La prueba del ácido estará en el Istmo y en Yucatán. AMLO pierde compostura y sensatez ante críticas bien fundadas a proyectos con los que sigue comprometiéndose. Los baños de pueblo que recomienda a sus críticos sirven para hacer campaña, no para gobernar. Muchas y muchos confiarán en sus promesas, pero encontrará firme resistencia a proyectos en que su juicio parece contaminado. ¿Cómo explicarle que cancunizar la península es un atropello brutal a los pueblos? ¿Cómo hacerle saber que el Istmo no quiere la cruz del corredor y tiene opciones? Cancelar proyectos como esos no tiene el costo de hacerlo con las concesiones. Basta abrirse realmente a la gente.

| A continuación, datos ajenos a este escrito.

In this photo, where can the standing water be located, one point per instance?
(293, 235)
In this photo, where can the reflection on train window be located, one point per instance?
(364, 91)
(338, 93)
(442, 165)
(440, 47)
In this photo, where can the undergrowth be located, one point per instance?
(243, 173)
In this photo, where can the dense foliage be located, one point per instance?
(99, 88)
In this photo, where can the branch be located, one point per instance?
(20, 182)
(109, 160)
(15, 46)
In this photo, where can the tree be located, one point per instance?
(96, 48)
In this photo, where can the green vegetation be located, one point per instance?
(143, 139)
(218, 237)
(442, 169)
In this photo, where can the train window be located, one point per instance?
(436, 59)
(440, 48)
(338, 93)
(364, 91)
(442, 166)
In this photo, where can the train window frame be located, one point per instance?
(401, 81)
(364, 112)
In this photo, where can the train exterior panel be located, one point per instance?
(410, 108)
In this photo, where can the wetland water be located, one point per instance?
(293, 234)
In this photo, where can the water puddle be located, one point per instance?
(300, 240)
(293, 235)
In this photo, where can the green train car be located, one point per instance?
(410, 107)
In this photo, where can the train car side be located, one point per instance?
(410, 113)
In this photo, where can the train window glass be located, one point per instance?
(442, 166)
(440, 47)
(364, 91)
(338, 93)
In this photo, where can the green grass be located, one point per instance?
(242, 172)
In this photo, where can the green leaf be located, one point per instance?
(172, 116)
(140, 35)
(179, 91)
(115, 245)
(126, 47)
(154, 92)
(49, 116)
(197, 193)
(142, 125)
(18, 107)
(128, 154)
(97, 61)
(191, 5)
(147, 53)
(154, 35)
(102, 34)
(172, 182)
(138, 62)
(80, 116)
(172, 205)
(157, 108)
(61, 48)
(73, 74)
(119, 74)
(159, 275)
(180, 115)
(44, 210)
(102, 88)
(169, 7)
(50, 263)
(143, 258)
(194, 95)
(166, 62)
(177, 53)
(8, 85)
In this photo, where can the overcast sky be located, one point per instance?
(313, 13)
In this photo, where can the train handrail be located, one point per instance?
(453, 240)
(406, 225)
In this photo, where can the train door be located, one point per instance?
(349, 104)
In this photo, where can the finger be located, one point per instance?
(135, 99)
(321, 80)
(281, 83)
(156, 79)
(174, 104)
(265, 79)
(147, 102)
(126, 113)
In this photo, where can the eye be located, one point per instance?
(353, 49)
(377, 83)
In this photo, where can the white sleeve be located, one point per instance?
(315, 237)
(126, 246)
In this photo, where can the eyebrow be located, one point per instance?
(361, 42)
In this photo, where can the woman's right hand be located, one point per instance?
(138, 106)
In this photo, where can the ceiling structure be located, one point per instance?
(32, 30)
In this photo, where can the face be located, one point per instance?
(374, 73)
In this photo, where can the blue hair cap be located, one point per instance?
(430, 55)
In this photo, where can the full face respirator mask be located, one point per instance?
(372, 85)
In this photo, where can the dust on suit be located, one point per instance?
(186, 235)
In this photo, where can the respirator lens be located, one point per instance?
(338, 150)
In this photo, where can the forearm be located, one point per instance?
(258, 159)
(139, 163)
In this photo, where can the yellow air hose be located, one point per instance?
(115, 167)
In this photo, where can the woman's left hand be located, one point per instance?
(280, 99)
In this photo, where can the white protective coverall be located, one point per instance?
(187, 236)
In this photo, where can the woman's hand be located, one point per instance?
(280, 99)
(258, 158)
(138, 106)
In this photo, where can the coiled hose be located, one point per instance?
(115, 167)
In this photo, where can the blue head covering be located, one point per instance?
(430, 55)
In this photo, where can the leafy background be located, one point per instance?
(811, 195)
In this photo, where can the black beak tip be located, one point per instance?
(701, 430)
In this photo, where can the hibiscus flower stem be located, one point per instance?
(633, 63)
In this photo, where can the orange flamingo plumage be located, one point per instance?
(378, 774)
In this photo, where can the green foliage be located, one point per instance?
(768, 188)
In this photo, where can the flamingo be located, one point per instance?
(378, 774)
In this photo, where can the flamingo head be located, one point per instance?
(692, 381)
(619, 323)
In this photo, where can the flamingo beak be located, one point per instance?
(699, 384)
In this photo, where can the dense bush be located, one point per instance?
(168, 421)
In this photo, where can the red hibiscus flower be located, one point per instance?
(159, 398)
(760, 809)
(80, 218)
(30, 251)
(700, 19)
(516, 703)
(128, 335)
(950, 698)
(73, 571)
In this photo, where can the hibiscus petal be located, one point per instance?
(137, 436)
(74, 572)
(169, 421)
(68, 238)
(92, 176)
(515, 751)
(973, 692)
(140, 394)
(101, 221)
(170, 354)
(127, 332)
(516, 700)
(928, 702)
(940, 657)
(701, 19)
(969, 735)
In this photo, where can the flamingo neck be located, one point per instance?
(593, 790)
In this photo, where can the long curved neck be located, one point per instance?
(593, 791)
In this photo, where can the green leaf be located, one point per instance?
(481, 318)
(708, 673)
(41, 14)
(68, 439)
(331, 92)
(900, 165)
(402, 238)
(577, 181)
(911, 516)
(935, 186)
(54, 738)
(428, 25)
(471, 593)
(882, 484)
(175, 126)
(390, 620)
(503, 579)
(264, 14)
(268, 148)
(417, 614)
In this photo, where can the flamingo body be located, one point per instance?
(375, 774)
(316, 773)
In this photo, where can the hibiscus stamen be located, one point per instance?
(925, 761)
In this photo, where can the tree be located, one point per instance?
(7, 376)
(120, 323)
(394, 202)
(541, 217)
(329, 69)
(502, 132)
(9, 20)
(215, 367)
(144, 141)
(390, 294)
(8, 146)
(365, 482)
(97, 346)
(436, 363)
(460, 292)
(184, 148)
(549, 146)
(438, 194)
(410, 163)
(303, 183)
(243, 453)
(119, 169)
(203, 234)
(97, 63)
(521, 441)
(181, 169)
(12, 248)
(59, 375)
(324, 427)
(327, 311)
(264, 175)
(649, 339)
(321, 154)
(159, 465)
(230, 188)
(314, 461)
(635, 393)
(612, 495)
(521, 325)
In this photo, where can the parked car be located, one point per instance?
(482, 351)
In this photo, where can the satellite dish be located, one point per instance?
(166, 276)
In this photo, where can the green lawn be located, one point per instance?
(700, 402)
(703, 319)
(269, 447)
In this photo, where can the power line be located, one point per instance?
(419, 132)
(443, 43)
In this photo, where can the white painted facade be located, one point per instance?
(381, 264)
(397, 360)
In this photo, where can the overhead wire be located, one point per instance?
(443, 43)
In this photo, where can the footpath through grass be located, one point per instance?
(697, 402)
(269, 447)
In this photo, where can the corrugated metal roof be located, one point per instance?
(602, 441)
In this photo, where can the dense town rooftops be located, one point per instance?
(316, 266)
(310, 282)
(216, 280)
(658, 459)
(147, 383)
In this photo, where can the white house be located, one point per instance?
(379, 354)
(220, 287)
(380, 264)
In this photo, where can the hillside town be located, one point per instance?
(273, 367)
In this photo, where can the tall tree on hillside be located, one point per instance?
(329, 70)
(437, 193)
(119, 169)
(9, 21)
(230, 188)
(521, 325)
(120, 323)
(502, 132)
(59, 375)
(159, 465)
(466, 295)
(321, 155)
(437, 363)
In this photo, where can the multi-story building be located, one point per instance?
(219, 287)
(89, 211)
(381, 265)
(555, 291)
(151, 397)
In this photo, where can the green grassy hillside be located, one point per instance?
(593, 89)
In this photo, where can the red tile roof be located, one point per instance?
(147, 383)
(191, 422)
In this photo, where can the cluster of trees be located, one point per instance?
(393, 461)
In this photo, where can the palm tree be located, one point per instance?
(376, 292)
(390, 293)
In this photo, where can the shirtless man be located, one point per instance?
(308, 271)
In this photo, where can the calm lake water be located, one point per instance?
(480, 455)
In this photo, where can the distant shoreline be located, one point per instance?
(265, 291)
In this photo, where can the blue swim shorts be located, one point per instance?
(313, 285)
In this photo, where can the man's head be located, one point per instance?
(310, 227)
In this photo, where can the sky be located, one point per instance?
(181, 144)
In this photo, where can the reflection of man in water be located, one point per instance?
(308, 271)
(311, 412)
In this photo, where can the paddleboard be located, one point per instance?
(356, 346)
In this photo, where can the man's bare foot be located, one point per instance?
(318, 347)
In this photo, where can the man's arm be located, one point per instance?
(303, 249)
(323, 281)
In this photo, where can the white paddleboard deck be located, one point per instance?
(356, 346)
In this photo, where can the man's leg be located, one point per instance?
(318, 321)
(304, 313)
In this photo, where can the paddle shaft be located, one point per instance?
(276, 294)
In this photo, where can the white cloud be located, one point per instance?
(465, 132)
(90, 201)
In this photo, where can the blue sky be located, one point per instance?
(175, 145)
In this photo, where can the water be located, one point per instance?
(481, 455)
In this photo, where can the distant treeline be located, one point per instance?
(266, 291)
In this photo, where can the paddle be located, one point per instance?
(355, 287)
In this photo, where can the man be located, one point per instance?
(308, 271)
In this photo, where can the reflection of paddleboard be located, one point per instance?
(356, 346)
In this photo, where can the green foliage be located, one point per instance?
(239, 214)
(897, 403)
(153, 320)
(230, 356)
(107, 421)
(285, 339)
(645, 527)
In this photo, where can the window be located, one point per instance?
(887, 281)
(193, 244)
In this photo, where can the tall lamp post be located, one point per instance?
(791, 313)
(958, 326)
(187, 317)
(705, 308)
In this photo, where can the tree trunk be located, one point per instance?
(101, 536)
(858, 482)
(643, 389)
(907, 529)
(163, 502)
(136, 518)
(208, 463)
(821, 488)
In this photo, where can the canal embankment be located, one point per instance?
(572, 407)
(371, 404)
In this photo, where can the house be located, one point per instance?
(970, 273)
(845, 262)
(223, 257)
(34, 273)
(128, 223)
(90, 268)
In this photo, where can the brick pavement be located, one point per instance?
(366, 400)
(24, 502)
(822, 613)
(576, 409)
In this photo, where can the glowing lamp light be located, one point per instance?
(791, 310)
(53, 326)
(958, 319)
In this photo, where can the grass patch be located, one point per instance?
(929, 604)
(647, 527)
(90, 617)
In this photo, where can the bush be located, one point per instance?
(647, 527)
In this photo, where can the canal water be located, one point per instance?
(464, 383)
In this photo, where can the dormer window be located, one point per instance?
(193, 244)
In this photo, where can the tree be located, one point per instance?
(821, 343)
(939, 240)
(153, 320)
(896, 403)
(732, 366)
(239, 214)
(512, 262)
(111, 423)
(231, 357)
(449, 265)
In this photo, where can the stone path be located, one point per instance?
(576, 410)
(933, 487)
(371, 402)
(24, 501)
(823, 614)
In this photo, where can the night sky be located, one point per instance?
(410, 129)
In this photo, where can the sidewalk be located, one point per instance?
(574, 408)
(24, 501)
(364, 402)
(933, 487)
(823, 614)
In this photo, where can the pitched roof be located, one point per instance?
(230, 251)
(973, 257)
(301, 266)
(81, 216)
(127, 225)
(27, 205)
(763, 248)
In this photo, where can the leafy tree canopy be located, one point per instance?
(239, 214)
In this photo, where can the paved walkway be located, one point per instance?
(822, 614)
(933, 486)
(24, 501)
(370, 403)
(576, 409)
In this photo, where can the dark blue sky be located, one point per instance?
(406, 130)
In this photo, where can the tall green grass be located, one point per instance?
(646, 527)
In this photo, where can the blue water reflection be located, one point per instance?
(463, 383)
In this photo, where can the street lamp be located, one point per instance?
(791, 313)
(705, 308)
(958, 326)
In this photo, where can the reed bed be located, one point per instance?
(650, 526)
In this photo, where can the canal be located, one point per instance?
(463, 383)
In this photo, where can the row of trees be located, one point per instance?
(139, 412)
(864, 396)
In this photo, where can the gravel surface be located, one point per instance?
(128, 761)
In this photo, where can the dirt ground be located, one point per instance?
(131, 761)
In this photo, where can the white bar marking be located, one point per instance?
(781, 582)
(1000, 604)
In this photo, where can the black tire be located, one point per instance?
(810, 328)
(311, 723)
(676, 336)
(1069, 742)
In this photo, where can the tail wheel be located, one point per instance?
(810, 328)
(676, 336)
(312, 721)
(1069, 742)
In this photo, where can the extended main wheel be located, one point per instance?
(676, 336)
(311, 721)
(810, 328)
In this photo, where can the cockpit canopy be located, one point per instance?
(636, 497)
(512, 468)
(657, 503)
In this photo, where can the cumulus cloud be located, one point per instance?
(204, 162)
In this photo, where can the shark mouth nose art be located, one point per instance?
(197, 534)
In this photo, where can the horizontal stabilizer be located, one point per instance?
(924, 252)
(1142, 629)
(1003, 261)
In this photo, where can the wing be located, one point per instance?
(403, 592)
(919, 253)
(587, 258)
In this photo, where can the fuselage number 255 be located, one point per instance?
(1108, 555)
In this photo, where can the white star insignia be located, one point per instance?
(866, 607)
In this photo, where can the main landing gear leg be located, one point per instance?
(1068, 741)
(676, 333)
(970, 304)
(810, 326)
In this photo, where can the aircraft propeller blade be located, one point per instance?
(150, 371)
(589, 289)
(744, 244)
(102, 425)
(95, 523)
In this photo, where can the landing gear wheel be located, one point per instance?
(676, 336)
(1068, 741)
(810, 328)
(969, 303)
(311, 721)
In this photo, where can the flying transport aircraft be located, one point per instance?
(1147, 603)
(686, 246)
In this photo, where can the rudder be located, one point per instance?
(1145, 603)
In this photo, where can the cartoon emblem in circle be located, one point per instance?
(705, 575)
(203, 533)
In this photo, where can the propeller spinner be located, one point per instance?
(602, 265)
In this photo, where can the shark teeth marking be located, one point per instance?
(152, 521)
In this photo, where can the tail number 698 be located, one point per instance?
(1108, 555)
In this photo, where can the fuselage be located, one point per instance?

Hay otras señales ominosas. Cuando más de 100 mil campesinos llegaron el miércoles pasado al Zócalo de la Ciudad de México, para respaldar al nuevo gobierno, ni el nuevo secretario de Agricultura ni los dirigentes agrarios dijeron una sola palabra sobre la ley agraria atroz que Morena presentó en el Senado. El acto parece anticipo de dispositivos como el que en 1992 logró que todas las organizaciones campesinas apoyaran la contrarreforma agraria de Salinas. ¿Eso sería gobernar con el pueblo? ¿Consultas y movilizaciones amañadas?
La obra de la Revolución, en que confía el nuevo Presidente, no consiste en el sector público, petróleo, luz y servicios, o mero crecimiento económico. Es sobre todo relaciones sociales. Quienes defienden territorios de sus ancestros, reconocidos por la Revolución, no están dispuestos a entregarlos ni a ponerlos al servicio de quienes hoy se sienten dueños del país. Son los pueblos, finalmente, quienes determinarán el rumbo de este país desgarrado y en ruinas. Si se logra convertir el entusiasmo popular de estos días, en muchas calles y plazas, en capacidad organizada para cambiar, no para aplaudir y apoyar, y esa capacidad se une a la de los pueblos, será posible abrigar esperanzas.